The Facebook- Call of Cthulhu adventure in which the leader of the shadowy mythos cult turns out to be Mark Zuckerberg, whose business success has been driven by dark rituals from the Necronomicon and who named his website Facebook in honor of the Necronomicon.
 

The People of the Apovalypse

A magically powerful empire that supplies its citizens' needs through magic has chosen an extreme method of protecting itself from monsters which has had terrible effects on neighboring regions. In order to prevent monstrous beings from having anywhere to live or hide this nation is deliberately converting the world into a barren wasteland. This is obviously a problem for the world's other nations that can't feed their people with magic and also for the many non-evil wild creatures who have now no food or shelter. The PCs are one of several groups of gurrellias/spies/whatever sent to try and find out how they're doing this and to disrupt this nation;s destruction of the planet
 


MarkB

Legend
Mordenkainen's Vampiric Mansion
Through an odd set of circumstances, an unfortunate wizard-turned-prospective-vampire-spawn was once buried within an interior garden feature inside his own Mordenkainen's Magnificent Mansion. The mystical connection between a vampire and their place of burial played havoc with the normal spell-duration restrictions of the Mansion, and when the spell ended the Mansion and its newly-vampiric occupant were cast adrift in the Astral Sea, bound together and doomed to slow decay.
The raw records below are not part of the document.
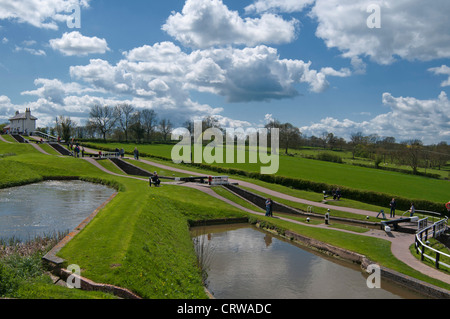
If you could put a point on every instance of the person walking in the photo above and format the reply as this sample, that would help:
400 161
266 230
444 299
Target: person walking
412 210
393 205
The vampire, himself a formidable wizard in life, began to devise specialised ways for his abode to leech power from other extradimensional spaces, and for himself to feed. It started small - sometimes when a person reached into their Bag of Holding they would find their arm grasped in powerful hands as fangs fastened to their wrist. When their drained corpse was found, its hand would still be thrust into what was now a perfectly ordinary and otherwise-empty sack.

Now, after hundreds of years, he's perfected his craft, and when a group of weary adventurers retreat to the safety of their lavishly-appointed mansion, they may find that it has more and different rooms than they remember, as the Vampiric Mansion has locked onto it parasitically.
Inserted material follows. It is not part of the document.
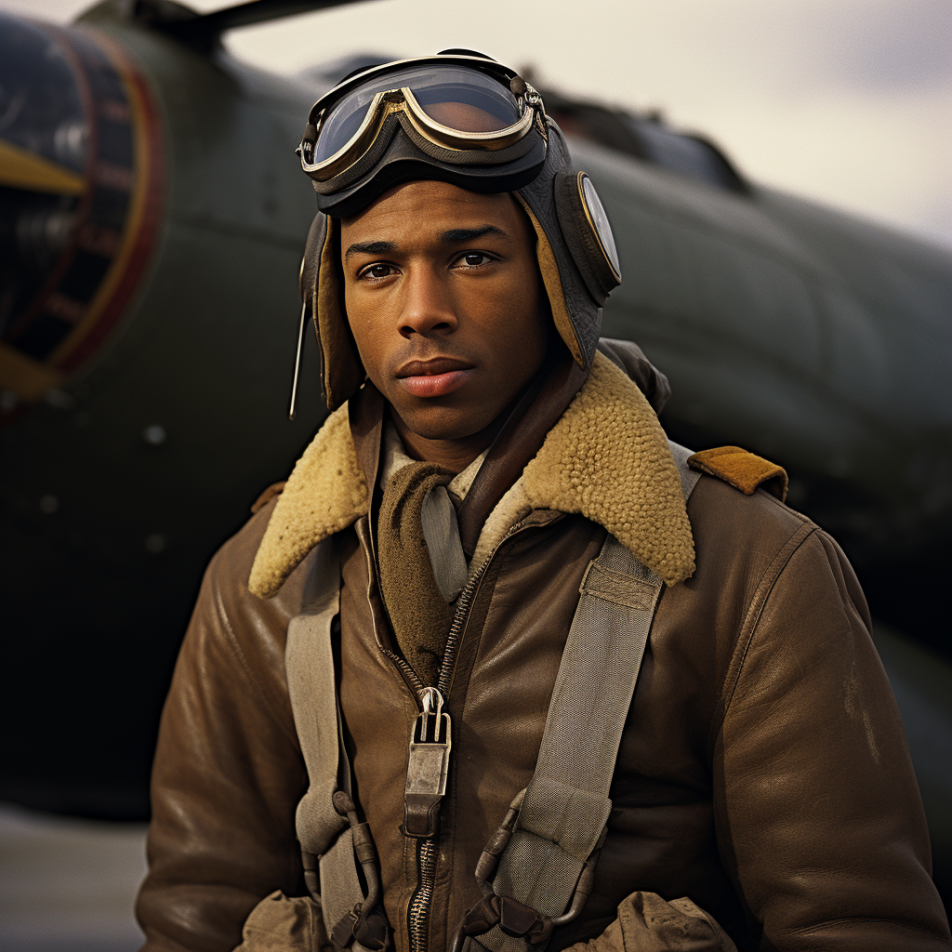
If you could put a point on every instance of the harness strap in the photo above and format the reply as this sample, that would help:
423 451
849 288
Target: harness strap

I imagine this as the ultimate high-level haunted house adventure. A party already weakened from a day's activities finds themselves locked inside their own mansion, its dimensions warping in unexpected ways under external control as a smart and deadly killer stalks its halls. To win free they'll have to fight their way from their own mansion into the heart of the vampiric mansion that's become bound to it, all the while fighting the architecture itself, as the vampire has become inextricably bound up to the house itself, becoming almost more a living location than an individual creature. A major aspect of the adventure would be a battle of wills between the party's spellcaster and the vampire, as each of them attempt to exert control over the shape of the mansion.
 

Big Trouble In Gepetto's Workshop- A cross between Pinnochio and Big Trouble in Little China. The villain is a puppet who has come to life and now wants to be flesh. In order to do that he must find a woman with certain prophecied attributes, marry her, and then kill her. And it just so happens that at least one woman that the PCs know has these attributes.
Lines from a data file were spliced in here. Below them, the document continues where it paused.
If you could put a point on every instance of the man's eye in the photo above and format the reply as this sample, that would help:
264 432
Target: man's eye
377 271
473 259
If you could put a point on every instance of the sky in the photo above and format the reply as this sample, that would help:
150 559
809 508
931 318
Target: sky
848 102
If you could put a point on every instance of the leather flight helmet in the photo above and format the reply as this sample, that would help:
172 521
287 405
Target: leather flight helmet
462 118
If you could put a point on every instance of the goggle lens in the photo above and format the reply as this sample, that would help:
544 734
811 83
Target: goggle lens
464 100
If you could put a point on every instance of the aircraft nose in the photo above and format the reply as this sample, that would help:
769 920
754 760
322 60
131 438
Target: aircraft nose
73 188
The above idea can also be adapted into a Mouseguard or Bunnies&Burrows campaign by swapping Pinnochio out for the Velveteen Rabbit.
 

Dannyalcatraz

Schmoderator
Staff member
Supporter
I like that one. Very versatile- and with a little tweaking- a solid all-ages scenario.

i could easily envision this as a Tron type setting game as well, especially considering how many “rescue the Princess” videogames there are. Mario, Zelda, Prince of Persia, Donkey Kong, Popeye...the list is looooong.